The alien woman had relatively human features, with dark brown skin and a long, narrow nose, though her forehead was punctuated by a crown of five short, jagged horns. The most striking feature of her face was not her alien anatomy, but what appeared to be a prosthetic mask attached to her face. The natural skin of her face had a thin line of visible scarring where the rubbery prosthetic took over, comprising roughly half of her jaw, a small portion of her nose, and her entire right eye socket, as well as a small portion of her forehead. The eye and mouth mimicked the full range of natural motion, and Corey could even see the false nostril flare slightly as she spoke.

“Wasn’t expecting to see you again so soon, Kamak.”

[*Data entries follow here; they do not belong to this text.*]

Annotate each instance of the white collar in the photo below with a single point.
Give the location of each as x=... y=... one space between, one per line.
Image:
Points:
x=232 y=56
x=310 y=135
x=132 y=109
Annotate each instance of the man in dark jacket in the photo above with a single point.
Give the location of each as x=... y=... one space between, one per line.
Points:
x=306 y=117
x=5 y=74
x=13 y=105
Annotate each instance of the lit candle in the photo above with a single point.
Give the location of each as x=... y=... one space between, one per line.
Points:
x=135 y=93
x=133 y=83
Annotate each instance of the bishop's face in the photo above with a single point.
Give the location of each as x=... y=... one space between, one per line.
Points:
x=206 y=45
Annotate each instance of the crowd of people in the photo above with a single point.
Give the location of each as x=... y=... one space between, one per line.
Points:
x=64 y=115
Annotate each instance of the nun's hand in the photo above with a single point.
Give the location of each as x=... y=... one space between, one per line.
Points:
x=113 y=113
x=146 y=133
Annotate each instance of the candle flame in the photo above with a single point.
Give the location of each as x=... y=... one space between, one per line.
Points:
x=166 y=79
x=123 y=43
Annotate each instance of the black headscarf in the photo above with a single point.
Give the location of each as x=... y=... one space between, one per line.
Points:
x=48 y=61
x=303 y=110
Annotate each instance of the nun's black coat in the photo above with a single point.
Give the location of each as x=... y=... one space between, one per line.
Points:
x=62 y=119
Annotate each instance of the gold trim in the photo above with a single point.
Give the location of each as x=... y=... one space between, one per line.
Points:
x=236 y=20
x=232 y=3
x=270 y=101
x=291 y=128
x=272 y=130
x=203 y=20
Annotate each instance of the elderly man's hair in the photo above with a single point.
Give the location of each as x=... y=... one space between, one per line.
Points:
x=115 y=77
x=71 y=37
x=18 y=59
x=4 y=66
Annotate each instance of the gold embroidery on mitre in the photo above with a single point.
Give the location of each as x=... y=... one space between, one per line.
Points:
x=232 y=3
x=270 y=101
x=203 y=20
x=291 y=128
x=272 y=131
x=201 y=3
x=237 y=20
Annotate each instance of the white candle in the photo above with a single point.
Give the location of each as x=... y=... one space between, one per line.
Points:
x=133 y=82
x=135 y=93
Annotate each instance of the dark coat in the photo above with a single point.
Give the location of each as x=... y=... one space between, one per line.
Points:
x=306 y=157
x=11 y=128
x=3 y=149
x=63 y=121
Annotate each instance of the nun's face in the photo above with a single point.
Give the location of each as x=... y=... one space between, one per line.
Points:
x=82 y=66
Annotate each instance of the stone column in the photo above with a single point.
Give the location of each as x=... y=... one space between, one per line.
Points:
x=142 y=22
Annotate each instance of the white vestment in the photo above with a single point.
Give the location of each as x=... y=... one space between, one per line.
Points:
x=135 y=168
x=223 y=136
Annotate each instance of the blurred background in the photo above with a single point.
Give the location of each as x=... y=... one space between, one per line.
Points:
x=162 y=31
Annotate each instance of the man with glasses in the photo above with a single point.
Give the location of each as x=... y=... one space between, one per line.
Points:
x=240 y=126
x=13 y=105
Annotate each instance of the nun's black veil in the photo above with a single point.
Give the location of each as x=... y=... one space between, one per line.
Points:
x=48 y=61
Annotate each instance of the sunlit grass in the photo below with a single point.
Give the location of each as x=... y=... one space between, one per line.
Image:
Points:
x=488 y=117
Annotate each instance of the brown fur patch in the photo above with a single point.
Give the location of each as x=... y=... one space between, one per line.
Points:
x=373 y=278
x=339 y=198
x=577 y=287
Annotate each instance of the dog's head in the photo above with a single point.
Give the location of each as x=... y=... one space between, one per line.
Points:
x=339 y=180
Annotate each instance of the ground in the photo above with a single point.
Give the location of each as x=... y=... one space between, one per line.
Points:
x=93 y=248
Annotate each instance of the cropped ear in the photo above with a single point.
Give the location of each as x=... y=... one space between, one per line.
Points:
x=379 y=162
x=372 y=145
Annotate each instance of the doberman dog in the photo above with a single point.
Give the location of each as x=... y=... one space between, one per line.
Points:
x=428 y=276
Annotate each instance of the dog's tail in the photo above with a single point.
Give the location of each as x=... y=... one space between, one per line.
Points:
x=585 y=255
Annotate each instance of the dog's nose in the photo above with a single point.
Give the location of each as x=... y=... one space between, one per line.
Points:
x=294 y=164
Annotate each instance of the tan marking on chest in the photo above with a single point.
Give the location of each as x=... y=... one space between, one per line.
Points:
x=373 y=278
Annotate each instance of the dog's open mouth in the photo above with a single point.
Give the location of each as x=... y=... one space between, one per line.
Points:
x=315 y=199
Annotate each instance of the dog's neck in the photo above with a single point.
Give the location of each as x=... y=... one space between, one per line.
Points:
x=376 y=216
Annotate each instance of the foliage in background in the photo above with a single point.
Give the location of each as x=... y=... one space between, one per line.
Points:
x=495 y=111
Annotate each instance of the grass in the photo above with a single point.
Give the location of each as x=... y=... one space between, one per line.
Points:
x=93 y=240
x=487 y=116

“Wasn’t expecting to be back so soon. But I got some lucky breaks out in the boonies and figured I had enough pocket change to afford to live in civilized territory for a while.”

“Nothing civilized when you’re around,” she said, only half joking. “Doprel, good to see he hasn’t chased you off yet.”

“Not yet, Ghul.”

“And Farsus, you’re still working with him? No problems there?”

“None we cannot endure,” Farsus said. “Our arrangement is mutually beneficial. He requires my guns, I require his ship.”

“And you two are new,” Ghul noted. Kamak held out a hand to his two new hires.

“This is Tooley, my pilot-”

“You still haven’t learned how to fly that thing?” Ghul said. “She’s what, the thirteenth pilot you’ve had to hire?”

“Seventeenth,” Kamak admitted, to Tooley’s visible delight. “But hey, it helps to have someone on the ship sometimes. Makes for quick exits.”

“Which is more useful for you than it might be for some people,” Ghul noted. “So who’s this thing?”

“This is Corey. He’s new. To a lot of things. Slavers picked him up off an Uncontacted planet, we set him loose and gave him a job.”

“Bit of an unorthodox recruiting scheme. You really feel up to this, Corey?”

“Don’t have many other options. None of the skills from my planet are really useful up here,” Corey said with a shrug. “But shooting a gun is shooting a gun.”

“Pragmatic. You might be cut out for this after all,” Ghul said. She relaxed and took a seat behind her desk again before folding her hands together atop her desk and leaning forward. “So. Time to talk shop.”

“It’s why we’re here,” Kamak said.

“I have something I can line up for you in a few swaps,” Ghul said. Both halves of her mismatched face were edged with severity. “A client has been looking to have something handled with professionalism, and discretion. If you can vouch for these two new hires of yours, I’ll put in a good word for you, Kamak.”

“How ‘professional and discrete’ are we talking here?” Kamak asked, glaring at Tooley specifically.

“The client reached out to me specifically because of the Farot job,” Ghul said. “I’m retired, but you were on that hunt too. He’d be willing to trust you. And expecting roughly equivalent results.”

“Okay, but he knows what the Farot job is,” Kamak said. “We clearly weren’t that discrete.”

“We got the job done, and none of Farot’s men found out he’d been taken out until after it was too late,” Ghul said. “As long as you’re quiet when it matters, I’m sure the client will be perfectly happy.”

“Yeah, we can handle that. I’ll stay in town long enough to hear out the offer, but I’m not guaranteeing anything until I know what I’m doing and who I’m doing it for,” Kamak said.

“Understandable,” Ghul said. “I’ll get in touch with the client. Try not to get into trouble, and don’t come back to the guild hall if you can avoid it. I’m not the only old acquaintance in town, but I’m the only one who owes you half a face.”

“I see. Let’s get moving, gang, the lady has made her point clear. Good to see you again, Ghul.”

“Try to stay alive, Kamak,” she said coldly. That was about all the sentimentality she could muster for Kamak. He quickly excused himself and led his crew out of the guild hall entirely.

“Sounds like you got some bad blood in the business, captain,” Tooley noted.

“Bounty hunting is messy work,” Kamak said. “Some people take those messes more personally than others.”

Kamak offered no further explanation, and dismissed the crew to take some well deserved R&R.